Como llegamos ya de noche (anochece a las 16.30 h. en diciembre) no pudimos visitar nada de lo que teníamos en mente unos días antes, pero con visitar el mercado quedábamos bien contentos. No estaba nada mal el plan para el día de llegada, ¿a que no? Como no vimos ni gofres ni nada interesante, tras entrar en calor con el vino junto a un fuego decidimos largarnos al hotel para acomodarnos y cenar tranquilamente.

Pasaríamos la noche en el hotel Au Parc des Cigognes, en Kintzheim, a pocos minutos. Llegamos, hicimos check-in, descansamos un rato en una habitación enorme con la reconfortante sensación de una calefacción potente y bajamos a cenar en el restaurante, muy acogedor y típicamente alsaciano. 

Un pequeño error de entendimiento nos estropeó un poco la cena. Cuando llegaron dos platos idénticos de carnaza tuvimos que rechazar uno que no habíamos pedido. Quizá por eso la camarera nos ignoró durante mucho tiempo. Realmente nos dio igual, pues no teníamos prisa. Estamos acostumbrados a cenar tarde y dormir más tarde aún, así que el retraso a la hora de pedir postre (bueno, un par de gin tonics) o la cuenta no nos traumatizó demasiado, aunque nos dejó mal sabor de boca. Aún así es recomendable el lugar: el restaurante tiene unos detalles preciosos en la decoración, las estructuras de madera y el ambiente aportan calidez al ambiente y se respira relax y buen rollo; el vino era bueno y la comida mejor aún.
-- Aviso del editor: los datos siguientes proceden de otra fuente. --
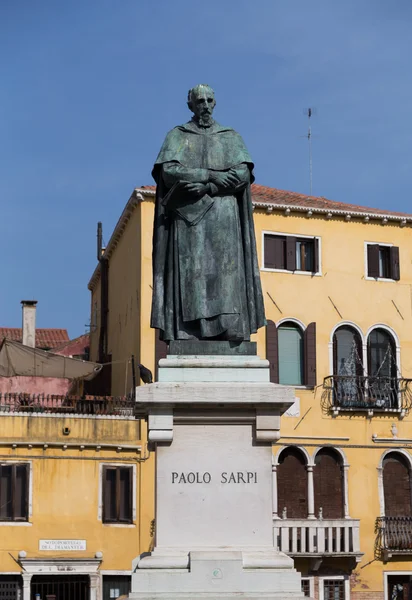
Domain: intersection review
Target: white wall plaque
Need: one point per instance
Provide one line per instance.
(294, 410)
(62, 545)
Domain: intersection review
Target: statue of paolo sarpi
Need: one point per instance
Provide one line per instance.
(206, 282)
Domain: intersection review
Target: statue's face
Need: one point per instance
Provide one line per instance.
(203, 102)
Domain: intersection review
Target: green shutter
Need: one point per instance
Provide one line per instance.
(290, 355)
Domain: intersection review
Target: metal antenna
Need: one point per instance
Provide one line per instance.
(309, 113)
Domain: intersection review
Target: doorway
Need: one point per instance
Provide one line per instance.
(399, 587)
(60, 587)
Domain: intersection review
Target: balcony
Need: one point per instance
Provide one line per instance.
(393, 536)
(41, 404)
(343, 393)
(318, 537)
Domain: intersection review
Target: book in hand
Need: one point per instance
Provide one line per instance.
(190, 209)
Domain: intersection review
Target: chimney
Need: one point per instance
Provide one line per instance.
(29, 322)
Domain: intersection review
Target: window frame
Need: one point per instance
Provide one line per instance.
(29, 493)
(286, 323)
(315, 238)
(366, 266)
(311, 585)
(100, 513)
(321, 580)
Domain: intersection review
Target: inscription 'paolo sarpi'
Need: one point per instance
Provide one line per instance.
(206, 477)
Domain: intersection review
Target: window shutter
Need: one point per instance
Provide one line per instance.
(160, 351)
(20, 500)
(394, 263)
(396, 486)
(280, 252)
(316, 261)
(310, 355)
(272, 351)
(270, 251)
(373, 260)
(125, 493)
(5, 493)
(291, 253)
(109, 494)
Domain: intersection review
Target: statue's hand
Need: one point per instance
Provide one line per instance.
(224, 179)
(196, 189)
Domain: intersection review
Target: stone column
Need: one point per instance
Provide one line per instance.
(27, 585)
(95, 589)
(311, 495)
(274, 491)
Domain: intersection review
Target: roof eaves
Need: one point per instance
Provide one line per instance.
(136, 197)
(333, 211)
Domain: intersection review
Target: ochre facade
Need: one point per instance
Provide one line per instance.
(338, 293)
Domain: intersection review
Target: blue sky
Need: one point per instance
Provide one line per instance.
(90, 87)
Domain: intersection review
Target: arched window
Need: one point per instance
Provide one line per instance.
(397, 485)
(381, 354)
(348, 366)
(347, 352)
(328, 484)
(292, 483)
(291, 370)
(382, 369)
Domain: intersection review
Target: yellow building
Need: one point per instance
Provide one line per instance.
(337, 284)
(70, 504)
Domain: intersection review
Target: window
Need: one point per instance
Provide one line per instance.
(115, 586)
(383, 261)
(290, 253)
(382, 369)
(14, 490)
(117, 494)
(348, 367)
(292, 481)
(333, 589)
(305, 586)
(328, 484)
(291, 353)
(396, 486)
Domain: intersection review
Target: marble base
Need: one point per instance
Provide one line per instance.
(216, 574)
(213, 419)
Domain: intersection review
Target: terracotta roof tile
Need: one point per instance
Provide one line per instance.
(74, 347)
(267, 195)
(45, 338)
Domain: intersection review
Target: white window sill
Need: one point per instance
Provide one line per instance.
(297, 387)
(15, 524)
(121, 525)
(309, 273)
(380, 279)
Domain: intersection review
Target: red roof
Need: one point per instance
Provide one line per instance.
(45, 338)
(75, 347)
(267, 195)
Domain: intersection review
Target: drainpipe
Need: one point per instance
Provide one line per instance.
(29, 322)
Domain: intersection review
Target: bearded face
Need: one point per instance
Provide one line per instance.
(202, 102)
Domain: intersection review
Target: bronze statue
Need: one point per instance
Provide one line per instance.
(206, 282)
Eso sí, no es para nada recomendable pedir copas allí, pues pedimos dos gin tonics y pusieron dos vasos con ginebra, un vaso con poco hielo y una lata de tónica. A ver... eso en mi pueblo no son dos gin tonics. Esperábamos, como se estila en toda España, dos vasos anchos repletos de hielo y dos latas o dos botellas de tónica. En fin, que nos encanta nuestra tierra y viajar nos hace quererla más aún en muchos sentidos.



Dormimos como lirones y al despertar no nos esperaba desayuno alguno. No quisimos pedirlo por las críticas y el precio (eran unos 30 euros por persona o algo así), pero sí que la opción está disponible en el hotel. En lugar de desayunar allí compramos unos croissants y unos batidos de los que dimos cuenta en el coche, ahorrando tiempo con esta opción, y pusimos rumbo al Castillo de Haut-Koenigsburg, allí mismo.